Anadolu’nun güzelliklerinin anlatıldığı sanat eserleri araştırınız.
‘’Bazen bir ova yolunda saatlerce gidersiniz. Karşınıza bir köy çıkar. Hayretle kalırsınız. Etrafı, insanları incelersiniz’’ der Reşat Nuri Gültekin Anadolu Notları adlı kitabında. Aslında biz olayları olduğu gibi okuyup geçiyoruz. Neden yazarlara bu kadar çok şey yazmalarına rağmen bu kadar az kulak veriyoruz? Bir köyden hayretle bahsediyorsa kitabında boşa demediğini neden düşünmüyoruz ? Bizler sadece teknolojiye mi hayranlık duymalıyız.. Çok soru sordum biliyorum ama güzel Anadolu’yu bırakın araştırmayı incelemeyi anlatılan güzelliklere de pek kulak asmıyoruz gibi geliyor bana. Sahip olduğumuz güzelliklerin artık değerini anlamalıyız. Bakın gelen turistler ağzı açık izliyor ülkemizi. Bizse aman Avrupa işte Amerika ya sen gördün mü Anadolu’ yu ?
Reşat Nuri gibi Ahmet Hamdi ve daha eskisi Evliya çelebi gibi değerli yazarlar Anadolu muzun güzelliklerini eserleriyle anlatmaya gayret etmişlerdir. Bu kıymetli eserleri okumak demek kısa değil uzun bir Anadolu gezisi demektir. Şimdi aklımızda o saçma soru belirmesin çok gezen mi bilir çok okuyan mı ? Bilen bilir.
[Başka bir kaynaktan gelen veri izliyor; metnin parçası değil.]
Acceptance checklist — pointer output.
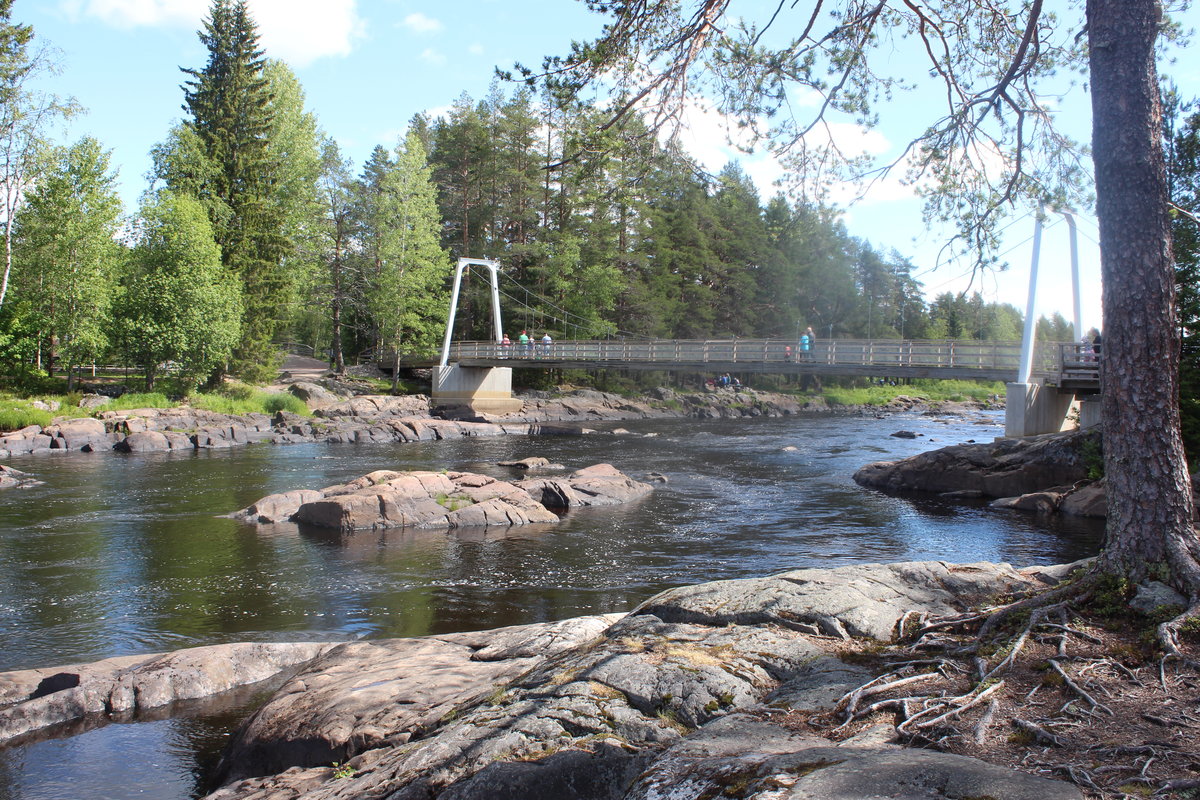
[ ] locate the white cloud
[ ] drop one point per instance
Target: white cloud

Bilgi hazinedir. Okudukça zenginleşiriz. Kültürel anlamda demeyin her anlamda. Seyehatname, beş şehir, Anadolu notları gibi kıymetli eserler Anadolu nun güzelliklerinin sanatla anlatıldığı bizlere örnek oluşturacak derecede anlam ifade ettiği bilinmelidir.
“Velhasıl Bursa sudan ibarettir.” Diyen Evliya Çelebiye kendi kitabında yer veren Ahmet Hamdi ‘ye bir şükran duymak yetmeyecek. Onların istediğini yapmak için anlayalım.